その考えが変わったきっかけは小学生のころにとある友達を家に呼んだとき。男の子だけど女の子っぽい色味や格好が好きなその子とクラスのみんなはうまく馴染んでやっていたので、母もあたたかく出迎えてくれると信じていた。けれど母の視線も表情もいつもと違い、夕食のときの話題に出されたときには父も母も自分の友達に対する態度とは思えないようなことを口にして、大きなショックを受けた。
それから少し経ってクラスの先生に身近な大人が嫌いになりつつあるけれどどう接したらいいのかと訊ねたことがある。大人が誰とは言わなかったけれど察するところのあったらしい先生は少し困ったように笑った。
「人それぞれの当たり前ってやつだね」
価値感や固定概念、思い込みという言葉を使って先生が言う。身内は正しくあってほしいというのも家族ならではの当たり前のようなものだから、そうでなかったときの落差が激しいのは自然なことだと。
「その大人たちがちょっと残念てのがわかったことと、当たり前を見直す機会になったことが収穫と思えるといいね」
そうして先生は、長い付き合いになるだろうから反面教師として観察し続けるといいと教えてくれた。何をされたら、何を言われたら嫌だと思ったかを大人たちから学び、それを戒めとして自分はやらないように心がける。
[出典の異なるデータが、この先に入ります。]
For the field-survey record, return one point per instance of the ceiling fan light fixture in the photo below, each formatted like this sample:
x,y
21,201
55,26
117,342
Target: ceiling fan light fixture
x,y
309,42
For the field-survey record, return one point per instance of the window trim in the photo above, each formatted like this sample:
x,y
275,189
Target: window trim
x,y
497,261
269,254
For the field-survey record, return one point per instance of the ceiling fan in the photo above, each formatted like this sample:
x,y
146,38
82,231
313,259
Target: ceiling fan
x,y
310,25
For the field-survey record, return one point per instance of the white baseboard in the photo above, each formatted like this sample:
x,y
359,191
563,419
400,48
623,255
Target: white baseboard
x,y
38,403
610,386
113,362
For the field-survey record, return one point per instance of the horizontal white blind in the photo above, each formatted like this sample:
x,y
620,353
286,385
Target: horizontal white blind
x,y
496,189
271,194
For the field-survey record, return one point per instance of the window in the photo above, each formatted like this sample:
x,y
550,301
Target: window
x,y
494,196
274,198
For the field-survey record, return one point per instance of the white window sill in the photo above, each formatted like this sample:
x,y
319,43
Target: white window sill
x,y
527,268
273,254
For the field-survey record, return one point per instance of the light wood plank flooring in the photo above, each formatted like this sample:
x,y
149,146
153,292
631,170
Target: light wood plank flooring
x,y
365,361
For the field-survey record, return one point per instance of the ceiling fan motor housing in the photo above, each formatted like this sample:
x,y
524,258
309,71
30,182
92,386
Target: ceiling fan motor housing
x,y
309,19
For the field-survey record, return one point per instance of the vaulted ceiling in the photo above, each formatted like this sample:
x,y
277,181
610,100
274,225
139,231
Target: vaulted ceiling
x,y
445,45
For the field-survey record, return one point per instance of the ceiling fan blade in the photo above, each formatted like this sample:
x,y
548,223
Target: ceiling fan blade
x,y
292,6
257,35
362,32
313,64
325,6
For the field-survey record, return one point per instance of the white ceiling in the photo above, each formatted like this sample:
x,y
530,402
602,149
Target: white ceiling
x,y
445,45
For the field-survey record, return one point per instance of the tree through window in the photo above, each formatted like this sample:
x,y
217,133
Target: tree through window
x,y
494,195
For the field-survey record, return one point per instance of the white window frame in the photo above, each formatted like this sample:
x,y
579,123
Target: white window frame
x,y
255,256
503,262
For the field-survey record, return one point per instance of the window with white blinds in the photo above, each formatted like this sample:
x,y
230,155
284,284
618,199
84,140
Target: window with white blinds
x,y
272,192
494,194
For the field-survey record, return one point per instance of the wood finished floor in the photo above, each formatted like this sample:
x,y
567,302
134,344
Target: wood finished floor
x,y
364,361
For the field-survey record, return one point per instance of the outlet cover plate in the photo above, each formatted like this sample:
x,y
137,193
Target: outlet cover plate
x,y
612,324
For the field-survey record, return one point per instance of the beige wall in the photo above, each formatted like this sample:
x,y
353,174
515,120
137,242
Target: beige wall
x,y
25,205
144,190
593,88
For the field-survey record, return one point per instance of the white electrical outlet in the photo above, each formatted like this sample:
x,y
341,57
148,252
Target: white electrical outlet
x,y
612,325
「そうやって自分の当たり前をアップデートできるようになるといいかな」
先生のおかげで家族仲はちょっとだけ悪くなるに留まり、それから先にいろんな人と出会って偏見を自覚したり、それを取り払えるようになっていった。
家に呼んだあの子に母の態度が悪かったことを謝ったとき、よくあることだから気にしなくていいと笑っていたことはずっと忘れられない。あの子にとってよくあることが当たり前になっていたことはさらなるショックな出来事だった。
当たり前を見直したり、あるいは粉々に壊してもいい。そういうことを教えられる教師になれるように日々勉強の毎日を過ごしている。